Janet is worried that she might have inherited insanity from her mother, who is locked in the asylum they passed on their way from the station. Once again, not exactly excellent childcare going on, there. Won’t somebody think of the child?

WELL, it turns out a number of people ARE, and not exactly with her ongoing health and wellbeing a paramount consideration.

Janet’s bad dreams and sleepwalking continue (“I had a dream… at least I think it was a dream. But if it was a dream, what am I doing here?”), and the next day Miss Lewis decides that’s enough caring, thank-you-very-much, and leaves.

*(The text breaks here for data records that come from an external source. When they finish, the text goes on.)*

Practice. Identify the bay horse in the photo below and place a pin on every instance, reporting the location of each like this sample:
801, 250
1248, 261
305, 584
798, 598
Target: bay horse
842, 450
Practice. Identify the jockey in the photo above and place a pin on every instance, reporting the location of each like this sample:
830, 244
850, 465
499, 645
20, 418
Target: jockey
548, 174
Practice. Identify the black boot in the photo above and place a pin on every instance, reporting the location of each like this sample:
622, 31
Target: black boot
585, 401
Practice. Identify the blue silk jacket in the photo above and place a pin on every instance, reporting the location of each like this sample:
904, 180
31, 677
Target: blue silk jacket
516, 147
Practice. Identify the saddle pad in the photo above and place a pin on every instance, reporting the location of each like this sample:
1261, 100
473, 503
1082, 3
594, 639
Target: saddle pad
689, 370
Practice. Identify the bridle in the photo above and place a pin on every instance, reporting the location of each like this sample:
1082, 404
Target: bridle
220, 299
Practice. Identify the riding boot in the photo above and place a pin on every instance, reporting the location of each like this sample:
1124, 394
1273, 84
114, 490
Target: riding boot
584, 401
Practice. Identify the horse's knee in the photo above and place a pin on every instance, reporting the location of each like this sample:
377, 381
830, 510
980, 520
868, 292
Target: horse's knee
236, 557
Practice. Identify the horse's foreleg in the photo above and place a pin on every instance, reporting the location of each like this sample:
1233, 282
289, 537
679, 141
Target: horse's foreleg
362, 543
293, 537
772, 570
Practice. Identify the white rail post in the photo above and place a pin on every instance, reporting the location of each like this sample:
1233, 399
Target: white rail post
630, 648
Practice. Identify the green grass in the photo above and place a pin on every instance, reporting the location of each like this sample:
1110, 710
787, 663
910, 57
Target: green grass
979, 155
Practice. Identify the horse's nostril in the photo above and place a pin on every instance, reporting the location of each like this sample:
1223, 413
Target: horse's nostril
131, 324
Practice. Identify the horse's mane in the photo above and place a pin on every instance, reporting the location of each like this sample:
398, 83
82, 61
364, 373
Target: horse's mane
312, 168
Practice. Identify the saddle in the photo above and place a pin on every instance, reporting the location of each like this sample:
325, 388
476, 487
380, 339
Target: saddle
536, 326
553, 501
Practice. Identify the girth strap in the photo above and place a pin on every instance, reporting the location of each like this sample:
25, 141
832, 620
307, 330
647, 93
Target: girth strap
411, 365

Unsurprisingly, at this point things ramp up considerably. Despite the apparent best intentions of Janet’s new carer Grace (Moira Redmond), the girl’s mental health spirals downward. She wakes to see a strange woman in her room (this time we see her too, and to be fair, the scene properly freaked this reviewer out). Following the spooky woman, she finds her stabbed to death in the room where her father died. Cue more hysterics.

The haunting continues (“I don’t even know who she is! I don’t even know who she is! How can you dream about someone you don’t know?”), until Janet can take no more and tries to take her own life.

By now her uncle Henry (David Knight) has arrived, and Janet clearly has an extreme crush on the man. The next day the family all seem very keen to ignore her wrist-slashing activities from the previous evening, but things take a turn for the even-more tragic when Henry introduces his new wife (Clytie Jessop)… who is the woman who has been haunting Janet. Unfortunately, there’s a handy knife nearby and Janet’s night time visions appear to have been a chilling premonition of the woman’s murder.

But that isn’t the end of the shenanigans, in fact it’s only the start. The haunting is NOT everything it is cracked up to be. As is often the case in these Hammer psychodramas, it’s all a convoluted plot. But even as, against all sense and logic, the plan succeeds, the bad guys start to fall out – and the spooky figures start appearing again.

Nightmare is yet another hugely entertaining Hammer thriller. Utterly bonkers, and held together with the thinnest of threads, it’s also genuinely spooky and wonderfully atmospheric. Once things start to unravel it is marvellously entertaining, and to give it credit, the film keeps you guessing right until the end.